Public records on Paddock point to an itinerant existence across the US West and Southeast, including stints as an apartment manager and aerospace industry worker. He appeared to be settling in to a quiet life when he bought a home in a Nevada retirement community a few years ago.
Police said they found 23 guns in Paddock's suite at the Mandalay Bay hotel. They found another 19 firearms, explosives and thousands of rounds of ammunition at his home in Mesquite, Nevada, 90 miles (145 km) northeast of Las Vegas.
Another seven guns were found at a property associated with Paddock in Reno.

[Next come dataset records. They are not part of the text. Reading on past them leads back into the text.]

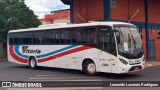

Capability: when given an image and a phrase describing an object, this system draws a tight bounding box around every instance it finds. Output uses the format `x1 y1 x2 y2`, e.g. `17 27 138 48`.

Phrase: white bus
8 22 145 75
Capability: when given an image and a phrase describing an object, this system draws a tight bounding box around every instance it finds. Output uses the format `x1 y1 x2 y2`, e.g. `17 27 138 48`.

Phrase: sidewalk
0 58 160 67
145 60 160 67
0 58 8 62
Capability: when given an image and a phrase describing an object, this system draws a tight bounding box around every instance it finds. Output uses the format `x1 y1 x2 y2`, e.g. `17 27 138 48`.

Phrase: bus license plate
134 67 139 71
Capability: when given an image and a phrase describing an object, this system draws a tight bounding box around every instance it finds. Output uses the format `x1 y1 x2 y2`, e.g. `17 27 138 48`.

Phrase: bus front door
99 31 111 72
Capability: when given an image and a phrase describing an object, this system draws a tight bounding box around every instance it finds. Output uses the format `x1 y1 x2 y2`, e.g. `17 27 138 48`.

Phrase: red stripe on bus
9 45 28 63
38 46 92 63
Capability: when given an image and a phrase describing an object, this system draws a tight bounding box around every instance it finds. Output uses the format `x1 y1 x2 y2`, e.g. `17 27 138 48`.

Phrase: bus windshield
115 26 143 59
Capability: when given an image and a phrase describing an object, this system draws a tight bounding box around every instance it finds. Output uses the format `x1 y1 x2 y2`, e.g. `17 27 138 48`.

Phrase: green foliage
0 0 40 43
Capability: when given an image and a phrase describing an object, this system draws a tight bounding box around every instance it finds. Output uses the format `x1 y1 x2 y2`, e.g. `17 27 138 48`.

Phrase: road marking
6 87 103 90
145 64 154 67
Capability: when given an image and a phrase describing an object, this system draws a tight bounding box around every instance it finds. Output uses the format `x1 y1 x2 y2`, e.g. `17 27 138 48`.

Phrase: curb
0 58 8 62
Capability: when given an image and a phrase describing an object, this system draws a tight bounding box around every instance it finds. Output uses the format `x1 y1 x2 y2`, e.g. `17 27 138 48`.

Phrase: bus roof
8 21 133 33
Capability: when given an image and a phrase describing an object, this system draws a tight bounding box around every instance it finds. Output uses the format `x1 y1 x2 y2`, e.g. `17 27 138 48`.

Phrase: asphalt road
0 62 160 90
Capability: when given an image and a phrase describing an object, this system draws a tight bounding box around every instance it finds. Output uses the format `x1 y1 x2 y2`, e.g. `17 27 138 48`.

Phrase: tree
0 0 40 44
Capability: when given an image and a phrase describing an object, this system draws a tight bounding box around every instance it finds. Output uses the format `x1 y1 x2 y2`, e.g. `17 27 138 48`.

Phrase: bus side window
22 32 32 44
33 31 45 45
78 28 89 43
61 30 71 44
87 28 97 44
55 30 61 44
110 33 117 56
14 33 21 44
46 30 56 44
70 29 77 44
9 33 14 45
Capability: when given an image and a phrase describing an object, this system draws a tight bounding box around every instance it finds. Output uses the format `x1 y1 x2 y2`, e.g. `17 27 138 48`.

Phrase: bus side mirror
114 30 120 44
139 26 143 39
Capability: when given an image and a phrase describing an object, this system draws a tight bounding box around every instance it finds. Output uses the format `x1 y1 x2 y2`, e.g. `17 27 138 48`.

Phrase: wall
111 0 145 22
73 0 104 23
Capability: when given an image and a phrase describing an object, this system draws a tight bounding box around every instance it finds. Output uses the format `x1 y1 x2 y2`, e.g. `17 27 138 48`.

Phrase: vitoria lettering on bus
22 46 41 54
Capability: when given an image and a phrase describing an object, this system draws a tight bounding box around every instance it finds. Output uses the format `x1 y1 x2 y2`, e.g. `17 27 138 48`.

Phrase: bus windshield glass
115 26 143 59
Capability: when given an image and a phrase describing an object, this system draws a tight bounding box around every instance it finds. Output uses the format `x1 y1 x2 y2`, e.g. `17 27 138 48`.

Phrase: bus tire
29 57 37 69
83 60 96 76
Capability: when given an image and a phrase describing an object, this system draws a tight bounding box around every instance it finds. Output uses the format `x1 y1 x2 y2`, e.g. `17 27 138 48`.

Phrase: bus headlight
119 58 128 65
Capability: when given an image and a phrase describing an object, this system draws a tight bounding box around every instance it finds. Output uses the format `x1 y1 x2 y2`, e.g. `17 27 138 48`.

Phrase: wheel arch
82 58 96 71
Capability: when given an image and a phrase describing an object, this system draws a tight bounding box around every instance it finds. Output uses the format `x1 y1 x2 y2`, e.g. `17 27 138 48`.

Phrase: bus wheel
29 57 37 69
83 60 96 76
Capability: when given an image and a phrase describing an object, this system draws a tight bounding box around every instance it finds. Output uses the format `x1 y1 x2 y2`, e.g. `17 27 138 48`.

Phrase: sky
25 0 69 19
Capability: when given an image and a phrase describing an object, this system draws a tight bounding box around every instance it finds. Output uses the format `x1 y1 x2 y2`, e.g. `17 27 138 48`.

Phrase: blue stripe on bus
14 45 78 59
14 45 29 59
36 45 78 58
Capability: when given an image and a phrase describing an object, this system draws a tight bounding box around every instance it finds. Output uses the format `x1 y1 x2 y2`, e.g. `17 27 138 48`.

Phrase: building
40 9 70 24
61 0 160 60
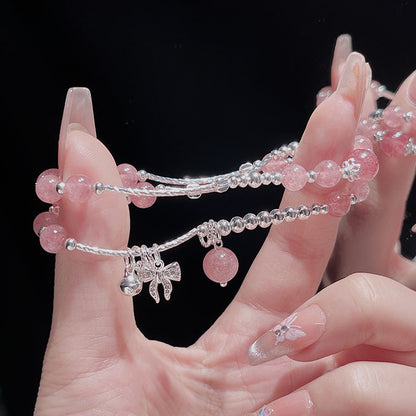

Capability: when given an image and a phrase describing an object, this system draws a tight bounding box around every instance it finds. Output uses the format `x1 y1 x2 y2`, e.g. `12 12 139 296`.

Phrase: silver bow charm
136 246 181 303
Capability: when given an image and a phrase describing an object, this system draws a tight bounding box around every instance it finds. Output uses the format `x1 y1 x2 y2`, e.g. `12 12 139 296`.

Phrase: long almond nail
58 87 96 170
247 304 326 365
335 52 367 119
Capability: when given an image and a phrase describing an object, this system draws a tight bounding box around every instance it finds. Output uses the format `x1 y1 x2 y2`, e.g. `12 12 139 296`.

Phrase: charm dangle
120 251 143 296
136 244 181 303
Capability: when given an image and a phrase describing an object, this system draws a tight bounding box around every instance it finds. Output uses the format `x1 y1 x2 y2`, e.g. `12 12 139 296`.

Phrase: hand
324 35 416 289
35 47 414 416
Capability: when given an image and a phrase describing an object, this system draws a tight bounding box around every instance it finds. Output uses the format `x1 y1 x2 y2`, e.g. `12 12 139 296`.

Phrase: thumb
51 88 137 358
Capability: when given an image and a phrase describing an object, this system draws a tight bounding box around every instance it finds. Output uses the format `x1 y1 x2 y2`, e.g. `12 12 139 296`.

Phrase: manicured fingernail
335 52 367 118
58 87 96 169
407 73 416 106
247 304 326 365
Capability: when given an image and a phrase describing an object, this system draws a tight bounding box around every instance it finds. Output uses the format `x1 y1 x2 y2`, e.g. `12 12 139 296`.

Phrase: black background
0 0 416 415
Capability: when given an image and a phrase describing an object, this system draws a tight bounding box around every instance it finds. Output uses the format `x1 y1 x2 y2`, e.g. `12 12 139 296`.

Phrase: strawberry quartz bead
33 212 58 235
65 175 94 203
383 106 404 129
39 224 68 253
346 149 378 182
326 193 351 217
380 131 409 157
35 169 62 204
354 136 374 150
117 163 138 188
314 160 342 188
202 247 238 285
130 182 156 208
282 163 309 191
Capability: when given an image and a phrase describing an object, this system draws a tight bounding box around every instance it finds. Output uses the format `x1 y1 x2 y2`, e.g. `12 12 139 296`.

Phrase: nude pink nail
247 304 326 365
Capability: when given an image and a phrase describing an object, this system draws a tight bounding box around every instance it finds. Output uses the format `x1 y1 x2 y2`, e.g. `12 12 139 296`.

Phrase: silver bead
257 211 272 228
56 182 65 195
311 204 321 215
137 169 149 181
283 207 298 222
272 172 282 185
65 238 77 251
120 273 143 296
94 182 104 195
230 217 245 233
260 172 272 185
238 162 253 172
270 208 285 224
298 205 311 220
217 220 231 237
243 213 259 230
308 170 318 183
249 172 261 188
229 175 241 189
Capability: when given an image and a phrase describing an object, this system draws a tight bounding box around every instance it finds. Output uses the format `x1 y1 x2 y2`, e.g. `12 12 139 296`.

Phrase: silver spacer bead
270 208 285 224
56 182 65 195
283 207 298 222
65 238 77 251
257 211 272 228
308 170 318 183
298 205 311 220
248 172 261 188
230 217 245 234
217 220 231 237
94 182 105 195
243 213 259 230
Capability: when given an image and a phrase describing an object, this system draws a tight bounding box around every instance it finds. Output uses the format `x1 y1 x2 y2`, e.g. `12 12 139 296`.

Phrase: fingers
330 73 416 287
248 274 416 365
257 362 416 416
51 88 135 355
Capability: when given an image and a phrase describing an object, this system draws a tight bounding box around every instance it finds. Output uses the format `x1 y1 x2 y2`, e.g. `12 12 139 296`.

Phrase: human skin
35 36 416 416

A search of his car turned up a supply of ammonium nitrate, a fertilizer that can be formed into explosives and was used in the 1995 Oklahoma City bombing of a federal office building that killed 168 people, Lombardo said.
Chris Sullivan, the owner of Mesquite's Guns & Guitars shop, issued a statement confirming that Paddock was a customer who cleared background checks and said his business was cooperating with investigators.